The easiest way to retain any moisture we do receive, is to mulch the entire area of your garden. Make sure the mulch is at least 10 cm thick and ideally of organic materials such as lucerne hay or offal, pea straw, or leaf and bark mulch. (Mulching also cuts down on the number of weeds that grow in your garden.)
You can still establish new, very drought tolerant plants while the weather is mild as long as you make a promise to check on them regularly as they will take some establishing in this weather. Water in any new plant with an organic wetting agent, which will help take moisture down to the root zone. It is especially necessary in non-wetting sandy soils. These soils will also be improved by adding organic matter, such as mulch and manures.
Now is the time to make sure all the drippers are working on your irrigation systems. Try to avoid spray systems, dripper and soaker/weeping hoses are more effective and create less evaporation, therefore conserving water.
Aphids are a pest, feeding on the juicy new shoots of roses. But wait, don’t spray; wait for their natural predators, the Lady Birds and Hover Flies, who will do that job for you. They will eat the aphids and their larvae. If you think the ladybirds are taking their time to get to your garden, you can also hose the aphids off.
Feed your entire garden, including the lawn, with organic fertilisers if you haven’t already done so. If you plan to fertilise natives make sure the fertiliser is suitable for natives, ie, low in phosphorous, such as blood and bone.

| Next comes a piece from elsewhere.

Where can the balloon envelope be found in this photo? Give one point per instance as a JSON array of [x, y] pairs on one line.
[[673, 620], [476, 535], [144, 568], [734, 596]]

Feed citrus with high nitrogen fertiliser and chelated iron for green leaves and strong growth.
Prune spring flowering shrubs, after they have finished flowering.
Pull out spring weeds, especially before they set seed.
Plant out summer vegetable seedlings but protect any that are frost sensitive.
Now is a good time to plant seedlings for Christmas colour in your garden as they take 8-10 weeks to mature.
Finally, don’t forget to MULCH!!! Well that’s my lot for this week. Mulching the garden, its like tucking it in for the summer. It also equates to good exercise for those glutes.